L’équité commande enfin de faire application de l’article 700 du code de procédure civile au profit de l’appelante.

PAR CES MOTIFS

La cour, statuant publiquement, par arrêt contradictoire,

Infirme le jugement déféré et statuant à nouveau :

Dit et juge que la SAS ECCI DURBIANO venant aux droits de la société SOLRTECH a manqué à son obligation contractuelle de résultat,

Condamne la SAS ECCI DURBIANO venant aux droits de la société SOLRTECH à payer à Mme [P] [B] à titre de dommages et intérêts les sommes de :

883,42 euros en remboursement du coût des travaux de remplacement du moteur d’origine,

172,08 euros (258,12 /12 X 8 ) au titre du remboursement partiel de la redevance d’entretien,

1.000 euros en réparation du préjudice matériel et moral supplémentaire causé par le non fonctionnement de l’installation de chauffage,

Déboute Mme [P] [B] du surplus de sa demande indemnitaire,

Condamne la SAS ECCI DURBIANO venant aux droits de la société SOLRTECH à payer à Mme [P] [B] une indemnité de 1.000 euros au titre de l’article 700 du code de procédure civile,

Condamne la SAS ECCI DURBIANO venant aux droits de la société SOLRTECH aux entiers dépens de première instance et d’appel.
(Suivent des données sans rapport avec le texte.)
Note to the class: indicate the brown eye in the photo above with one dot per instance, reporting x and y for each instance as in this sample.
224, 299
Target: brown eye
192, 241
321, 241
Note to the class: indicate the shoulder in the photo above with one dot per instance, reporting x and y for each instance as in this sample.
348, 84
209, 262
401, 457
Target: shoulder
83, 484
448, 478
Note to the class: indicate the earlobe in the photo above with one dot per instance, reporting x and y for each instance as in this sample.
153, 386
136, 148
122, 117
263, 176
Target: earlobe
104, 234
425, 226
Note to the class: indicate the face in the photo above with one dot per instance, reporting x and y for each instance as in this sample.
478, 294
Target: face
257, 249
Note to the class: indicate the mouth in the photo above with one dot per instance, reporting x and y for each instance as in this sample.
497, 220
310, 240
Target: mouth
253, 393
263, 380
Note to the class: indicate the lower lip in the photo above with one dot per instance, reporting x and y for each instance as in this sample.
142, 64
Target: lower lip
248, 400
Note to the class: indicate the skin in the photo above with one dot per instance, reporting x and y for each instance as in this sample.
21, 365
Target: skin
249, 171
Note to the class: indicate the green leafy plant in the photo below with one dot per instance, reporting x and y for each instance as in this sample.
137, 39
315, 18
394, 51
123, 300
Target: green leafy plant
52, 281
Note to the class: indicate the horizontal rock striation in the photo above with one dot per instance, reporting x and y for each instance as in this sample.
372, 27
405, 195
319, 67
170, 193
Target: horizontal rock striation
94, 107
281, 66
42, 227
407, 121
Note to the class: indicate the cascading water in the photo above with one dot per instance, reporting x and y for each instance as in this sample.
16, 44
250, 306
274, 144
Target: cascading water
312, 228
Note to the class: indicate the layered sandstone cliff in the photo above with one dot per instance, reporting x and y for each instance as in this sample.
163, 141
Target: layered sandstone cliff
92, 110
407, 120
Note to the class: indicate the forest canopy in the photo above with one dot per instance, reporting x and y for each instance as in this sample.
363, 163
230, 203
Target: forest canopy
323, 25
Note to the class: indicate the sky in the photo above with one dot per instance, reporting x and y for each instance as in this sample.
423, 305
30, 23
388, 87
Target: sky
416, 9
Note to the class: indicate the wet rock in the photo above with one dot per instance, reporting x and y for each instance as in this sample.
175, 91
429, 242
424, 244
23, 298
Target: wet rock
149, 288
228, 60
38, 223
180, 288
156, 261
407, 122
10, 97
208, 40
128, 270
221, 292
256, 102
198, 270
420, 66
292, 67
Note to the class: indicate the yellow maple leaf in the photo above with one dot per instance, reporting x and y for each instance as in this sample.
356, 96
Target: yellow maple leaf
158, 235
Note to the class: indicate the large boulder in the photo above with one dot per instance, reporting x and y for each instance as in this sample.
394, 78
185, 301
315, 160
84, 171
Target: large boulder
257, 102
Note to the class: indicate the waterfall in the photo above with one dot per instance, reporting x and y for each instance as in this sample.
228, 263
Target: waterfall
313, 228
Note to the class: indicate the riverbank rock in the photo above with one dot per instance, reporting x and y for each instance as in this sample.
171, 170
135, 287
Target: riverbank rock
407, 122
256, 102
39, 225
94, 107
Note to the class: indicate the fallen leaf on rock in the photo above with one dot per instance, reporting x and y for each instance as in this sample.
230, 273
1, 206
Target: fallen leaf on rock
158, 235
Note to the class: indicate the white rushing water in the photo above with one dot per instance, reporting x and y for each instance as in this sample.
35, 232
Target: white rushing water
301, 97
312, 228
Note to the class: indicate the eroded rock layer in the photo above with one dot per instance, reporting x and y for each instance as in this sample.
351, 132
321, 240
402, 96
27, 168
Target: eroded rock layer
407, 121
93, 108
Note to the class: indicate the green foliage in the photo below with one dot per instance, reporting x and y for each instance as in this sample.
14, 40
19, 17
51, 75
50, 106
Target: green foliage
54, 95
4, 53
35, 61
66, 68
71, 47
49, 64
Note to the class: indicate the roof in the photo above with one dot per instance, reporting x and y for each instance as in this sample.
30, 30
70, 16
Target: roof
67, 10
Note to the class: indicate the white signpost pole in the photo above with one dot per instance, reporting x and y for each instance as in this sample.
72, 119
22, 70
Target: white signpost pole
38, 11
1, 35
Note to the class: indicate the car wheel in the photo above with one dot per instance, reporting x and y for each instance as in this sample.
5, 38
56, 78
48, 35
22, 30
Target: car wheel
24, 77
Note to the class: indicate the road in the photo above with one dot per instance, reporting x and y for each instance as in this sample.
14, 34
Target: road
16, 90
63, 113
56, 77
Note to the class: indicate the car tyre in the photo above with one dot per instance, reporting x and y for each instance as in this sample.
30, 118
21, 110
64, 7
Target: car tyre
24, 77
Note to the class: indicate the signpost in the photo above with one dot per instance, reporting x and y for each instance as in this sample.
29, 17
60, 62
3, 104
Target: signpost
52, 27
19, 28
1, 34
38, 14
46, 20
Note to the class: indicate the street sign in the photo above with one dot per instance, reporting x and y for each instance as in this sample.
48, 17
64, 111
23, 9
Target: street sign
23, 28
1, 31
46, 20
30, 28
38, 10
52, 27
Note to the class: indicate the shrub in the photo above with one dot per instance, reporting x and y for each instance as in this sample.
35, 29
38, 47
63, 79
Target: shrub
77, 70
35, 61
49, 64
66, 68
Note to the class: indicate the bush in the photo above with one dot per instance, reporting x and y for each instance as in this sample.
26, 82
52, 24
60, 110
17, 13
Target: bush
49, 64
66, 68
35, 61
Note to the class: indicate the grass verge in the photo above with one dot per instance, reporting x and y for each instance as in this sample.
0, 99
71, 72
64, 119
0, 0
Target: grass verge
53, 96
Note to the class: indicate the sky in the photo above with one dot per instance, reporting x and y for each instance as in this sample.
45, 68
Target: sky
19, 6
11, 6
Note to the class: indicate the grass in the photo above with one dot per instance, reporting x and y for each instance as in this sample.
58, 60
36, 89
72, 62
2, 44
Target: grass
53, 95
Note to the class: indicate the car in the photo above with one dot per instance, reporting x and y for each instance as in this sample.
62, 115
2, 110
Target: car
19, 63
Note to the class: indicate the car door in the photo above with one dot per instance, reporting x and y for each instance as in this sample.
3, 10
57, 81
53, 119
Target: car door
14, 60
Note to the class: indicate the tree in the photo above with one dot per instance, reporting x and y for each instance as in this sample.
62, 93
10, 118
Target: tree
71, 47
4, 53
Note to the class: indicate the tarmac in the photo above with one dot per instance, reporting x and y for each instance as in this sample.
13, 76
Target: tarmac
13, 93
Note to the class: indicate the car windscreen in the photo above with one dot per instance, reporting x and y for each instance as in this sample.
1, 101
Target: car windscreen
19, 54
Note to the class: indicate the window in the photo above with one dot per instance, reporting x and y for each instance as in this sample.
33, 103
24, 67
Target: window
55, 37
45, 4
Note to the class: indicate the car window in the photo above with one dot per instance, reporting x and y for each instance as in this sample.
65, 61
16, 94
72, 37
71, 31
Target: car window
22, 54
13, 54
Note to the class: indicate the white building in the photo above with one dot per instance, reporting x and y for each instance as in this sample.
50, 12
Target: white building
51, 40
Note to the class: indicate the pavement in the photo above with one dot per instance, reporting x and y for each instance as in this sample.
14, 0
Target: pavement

Prononcé par mise à disposition de l’arrêt au greffe de la cour, les parties en ayant été préalablement avisées dans les conditions prévues au deuxième alinéa de l’article 450 du code de procédure civile,

Signé par madame Clerc, président, et par madame Burel, greffier auquel la minute de la décision a été remise par le magistrat signataire.